# EcoHome Energy Advisor - RAG Setup

In this notebook, you'll set up the Retrieval-Augmented Generation (RAG) pipeline for the EcoHome Energy Advisor. This will allow the agent to access and cite relevant energy-saving tips and best practices.

## Learning Objectives
- Set up ChromaDB vector store
- Load and process energy-saving documents
- Create embeddings for document chunks
- Implement semantic search functionality
- Test the RAG pipeline

## Documents Available
- `tip_device_best_practices.txt` - Device-specific optimization tips
- `tip_energy_savings.txt` - General energy-saving strategies


## 1. Import Required Libraries


In [16]:
# Import the necessary libraries for RAG setup
import os
from langchain_chroma  import Chroma
from langchain_openai import OpenAIEmbeddings
from langchain_community.document_loaders import TextLoader
from langchain_text_splitters import RecursiveCharacterTextSplitter
from dotenv import load_dotenv
from utils import get_voc_creds



In [17]:
load_dotenv()


True

## 2. Load and Process Documents


In [19]:
# Load the energy-saving tip documents
# Load ALL .txt tip files in `data/documents` using glob so new tips are picked up automatically
from langchain_community.document_loaders import TextLoader
import glob

documents = []
document_paths = sorted(glob.glob("data/documents/*.txt"))

if not document_paths:
    print("Warning: no document files found in data/documents/")

# Try a list of encodings to avoid UnicodeDecodeError on Windows files
encodings_to_try = ["utf-8", "utf-8-sig", "cp1252", "latin-1", "cp932"]

for doc_path in document_paths:
    if os.path.exists(doc_path):
        loaded = False
        for enc in encodings_to_try:
            try:
                loader = TextLoader(doc_path, encoding=enc)
                docs = loader.load()
                documents.extend(docs)
                print(f"Loaded {len(docs)} documents from {doc_path} with encoding {enc}")
                loaded = True
                break
            except UnicodeDecodeError:
                print(f"Encoding {enc} failed for {doc_path}; trying next encoding...")
                continue
            except Exception as e:
                print(f"Error loading {doc_path} with encoding {enc}: {e}")
                # try next encoding
                continue
        if not loaded:
            print(f"Failed to load {doc_path} with tried encodings; skipping.")
    else:
        print(f"Warning: {doc_path} not found")

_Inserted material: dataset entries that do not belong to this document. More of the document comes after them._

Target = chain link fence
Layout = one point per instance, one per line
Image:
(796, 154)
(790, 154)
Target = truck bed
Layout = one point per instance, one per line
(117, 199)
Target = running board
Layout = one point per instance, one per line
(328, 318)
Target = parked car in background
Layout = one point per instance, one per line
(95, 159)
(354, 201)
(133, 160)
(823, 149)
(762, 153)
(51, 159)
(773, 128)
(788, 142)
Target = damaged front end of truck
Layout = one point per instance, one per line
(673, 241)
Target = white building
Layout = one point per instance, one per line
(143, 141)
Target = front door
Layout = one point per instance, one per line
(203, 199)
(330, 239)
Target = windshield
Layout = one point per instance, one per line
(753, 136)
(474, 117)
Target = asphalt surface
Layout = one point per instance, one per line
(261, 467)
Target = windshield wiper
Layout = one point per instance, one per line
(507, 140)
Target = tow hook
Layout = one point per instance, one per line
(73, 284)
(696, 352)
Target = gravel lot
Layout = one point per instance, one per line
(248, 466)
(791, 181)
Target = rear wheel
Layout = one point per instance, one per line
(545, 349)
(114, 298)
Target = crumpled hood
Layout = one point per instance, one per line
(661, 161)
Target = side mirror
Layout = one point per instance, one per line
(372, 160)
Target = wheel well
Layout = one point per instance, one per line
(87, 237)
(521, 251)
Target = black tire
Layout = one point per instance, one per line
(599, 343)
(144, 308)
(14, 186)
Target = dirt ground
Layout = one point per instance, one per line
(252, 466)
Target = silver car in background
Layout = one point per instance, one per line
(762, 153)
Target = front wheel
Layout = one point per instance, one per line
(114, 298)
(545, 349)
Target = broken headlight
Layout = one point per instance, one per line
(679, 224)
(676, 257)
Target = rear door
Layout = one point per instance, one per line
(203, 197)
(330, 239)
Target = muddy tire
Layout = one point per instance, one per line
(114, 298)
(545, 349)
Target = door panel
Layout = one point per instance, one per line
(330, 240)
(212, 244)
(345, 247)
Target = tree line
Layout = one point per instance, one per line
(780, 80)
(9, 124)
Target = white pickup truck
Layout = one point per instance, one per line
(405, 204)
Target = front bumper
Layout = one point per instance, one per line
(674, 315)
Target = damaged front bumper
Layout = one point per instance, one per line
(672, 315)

print(f"Total documents loaded: {len(documents)}")


Loaded 1 documents from data/documents\tip_device_best_practices.txt with encoding utf-8
Loaded 1 documents from data/documents\tip_energy_savings.txt with encoding utf-8
Loaded 1 documents from data/documents\tip_energy_storage.txt with encoding utf-8
Loaded 1 documents from data/documents\tip_hvac_optimization.txt with encoding utf-8
Loaded 1 documents from data/documents\tip_renewable_integration.txt with encoding utf-8
Loaded 1 documents from data/documents\tip_seasonal_energy_management.txt with encoding utf-8
Loaded 1 documents from data/documents\tip_smart_home_automation.txt with encoding utf-8
Total documents loaded: 7


## 4. Create Vector Store


In [25]:
import os
os.environ['VOCAREUM_API_KEY'] = "your-key"
os.environ['VOCAREUM_API_BASE'] = "https://openai.vocareum.com/v1"

In [21]:
# Create a ChromaDB vector store
# Initialize OpenAIEmbeddings
# Create the vector store with the document chunks
# Persist the vector store to disk for future use

# Set up the persist directory
persist_directory = "data/vectorstore"
os.makedirs(persist_directory, exist_ok=True)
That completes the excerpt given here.